Exclusive: Coppola Talks Tetro

On his new personal film

Exclusive: Coppola Talks Tetro

by Helen O'Hara |
Published on

Francis Ford Coppola doesn't go for obvious choices. After all, you might expect the director of The Godfather films to spend the rest of his days reclining on a bed of laurels and/or remaking Carry On films for sacks of cash. But instead he's making 'personal' films ("We're not allowed to say arthouse anymore, because it's the kiss of death") like the forthcoming Tetro, which he told us a little about in the new issue of Empire.

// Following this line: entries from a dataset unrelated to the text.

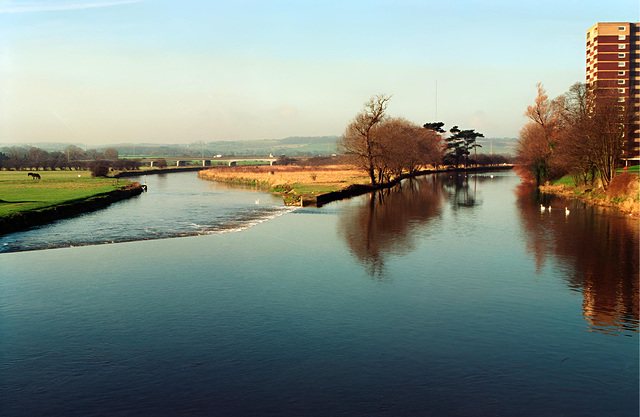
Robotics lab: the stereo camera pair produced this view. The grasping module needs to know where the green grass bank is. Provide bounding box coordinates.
[0,171,142,235]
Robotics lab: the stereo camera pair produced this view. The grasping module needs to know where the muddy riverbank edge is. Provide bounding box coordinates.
[0,182,142,235]
[539,173,640,218]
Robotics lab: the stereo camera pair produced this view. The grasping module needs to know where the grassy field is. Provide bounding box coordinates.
[0,171,129,217]
[200,165,369,200]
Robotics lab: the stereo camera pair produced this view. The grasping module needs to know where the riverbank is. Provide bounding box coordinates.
[540,172,640,218]
[198,165,513,206]
[111,166,204,178]
[0,171,142,235]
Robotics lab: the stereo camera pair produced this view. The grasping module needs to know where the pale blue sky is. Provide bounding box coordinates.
[0,0,640,145]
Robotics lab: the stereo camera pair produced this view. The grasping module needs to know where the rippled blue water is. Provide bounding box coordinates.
[0,173,639,417]
[0,172,291,252]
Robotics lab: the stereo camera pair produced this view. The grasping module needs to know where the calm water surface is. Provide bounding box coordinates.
[0,173,639,417]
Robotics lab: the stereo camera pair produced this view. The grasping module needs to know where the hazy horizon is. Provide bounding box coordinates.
[0,0,640,146]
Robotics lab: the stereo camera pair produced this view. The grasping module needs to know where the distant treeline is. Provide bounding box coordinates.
[0,145,140,171]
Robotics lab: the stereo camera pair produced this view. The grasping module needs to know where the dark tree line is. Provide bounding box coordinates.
[0,145,140,176]
[338,95,484,184]
[517,83,634,189]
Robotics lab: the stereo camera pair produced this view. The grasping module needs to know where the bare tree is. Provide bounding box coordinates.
[516,83,560,184]
[338,94,391,184]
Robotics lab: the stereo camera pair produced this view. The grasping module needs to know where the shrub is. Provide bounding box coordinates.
[89,161,109,177]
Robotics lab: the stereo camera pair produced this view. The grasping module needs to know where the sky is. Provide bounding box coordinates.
[0,0,640,146]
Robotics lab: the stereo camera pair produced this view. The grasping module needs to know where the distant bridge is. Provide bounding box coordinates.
[146,157,276,167]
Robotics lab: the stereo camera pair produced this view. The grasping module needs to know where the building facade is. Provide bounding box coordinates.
[587,22,640,164]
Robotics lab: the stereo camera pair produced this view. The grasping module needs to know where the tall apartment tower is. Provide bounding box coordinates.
[587,22,640,164]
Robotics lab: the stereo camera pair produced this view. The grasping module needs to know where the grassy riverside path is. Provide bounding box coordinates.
[539,168,640,217]
[198,165,513,206]
[0,171,142,235]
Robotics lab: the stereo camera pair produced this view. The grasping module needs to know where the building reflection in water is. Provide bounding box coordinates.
[338,176,445,278]
[516,185,639,334]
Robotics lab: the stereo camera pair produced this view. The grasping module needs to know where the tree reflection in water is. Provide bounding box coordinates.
[516,185,639,333]
[338,176,444,278]
[438,172,480,210]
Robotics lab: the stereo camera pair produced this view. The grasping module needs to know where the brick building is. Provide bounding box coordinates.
[587,22,640,164]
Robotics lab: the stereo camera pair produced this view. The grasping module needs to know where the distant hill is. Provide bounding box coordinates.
[478,138,518,156]
[0,136,517,157]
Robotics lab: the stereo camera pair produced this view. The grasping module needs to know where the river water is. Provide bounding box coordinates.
[0,173,639,417]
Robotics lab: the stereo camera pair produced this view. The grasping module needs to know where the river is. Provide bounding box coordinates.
[0,172,640,417]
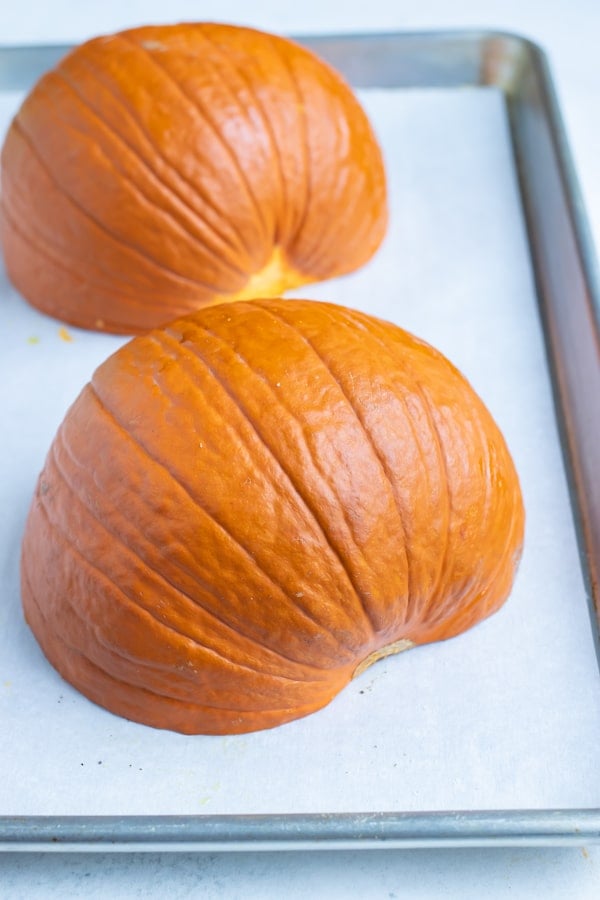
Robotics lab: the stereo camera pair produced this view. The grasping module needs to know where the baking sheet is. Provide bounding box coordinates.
[0,82,600,816]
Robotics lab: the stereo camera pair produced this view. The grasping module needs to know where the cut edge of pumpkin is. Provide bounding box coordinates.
[352,638,415,679]
[213,247,315,303]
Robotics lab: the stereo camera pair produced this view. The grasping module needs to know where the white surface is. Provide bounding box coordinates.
[0,0,600,898]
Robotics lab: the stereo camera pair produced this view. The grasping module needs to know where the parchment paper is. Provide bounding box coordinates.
[0,89,600,815]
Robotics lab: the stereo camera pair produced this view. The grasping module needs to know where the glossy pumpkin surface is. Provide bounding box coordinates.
[22,299,524,734]
[0,24,387,334]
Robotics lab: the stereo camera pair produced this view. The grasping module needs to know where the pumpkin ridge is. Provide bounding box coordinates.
[120,34,269,250]
[262,306,411,623]
[414,380,452,624]
[272,42,312,256]
[70,49,251,260]
[201,30,287,245]
[52,435,328,683]
[157,328,372,653]
[91,376,349,671]
[169,322,375,633]
[26,578,331,720]
[428,468,522,640]
[332,309,450,623]
[2,179,204,320]
[12,118,216,288]
[29,492,329,709]
[32,90,233,294]
[53,70,245,282]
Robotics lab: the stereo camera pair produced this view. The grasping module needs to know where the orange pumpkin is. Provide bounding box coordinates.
[22,299,523,734]
[0,24,387,334]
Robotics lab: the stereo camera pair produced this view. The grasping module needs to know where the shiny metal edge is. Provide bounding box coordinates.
[0,31,600,852]
[0,810,600,852]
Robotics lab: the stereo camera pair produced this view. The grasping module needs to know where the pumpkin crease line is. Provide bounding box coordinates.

"As I grow older, I realise that I always wanted to be a writer," said the director, who - sure enough - wrote the screenplay for this tale of a 17 year-old sailor called Bennie (Alden Ehrenreich) who arrives in Buenos Aires in search of his lost brother Tetro (Vincent Gallo), a poet. When he finds him, the pair reflect on their troubled past with domineering composer father Carlo (Klaus Maria Brandauer).

"This is not an epic about immigrants in 1905, like The Godfather or anything. This is a real, specific drama, albeit poetic drama. I think Tetro is the most beautiful film I've ever done in terms of how it was made. I don't know what people will make of the picture, but just the filmmaking part of it, I've learnt to put it together beautifully."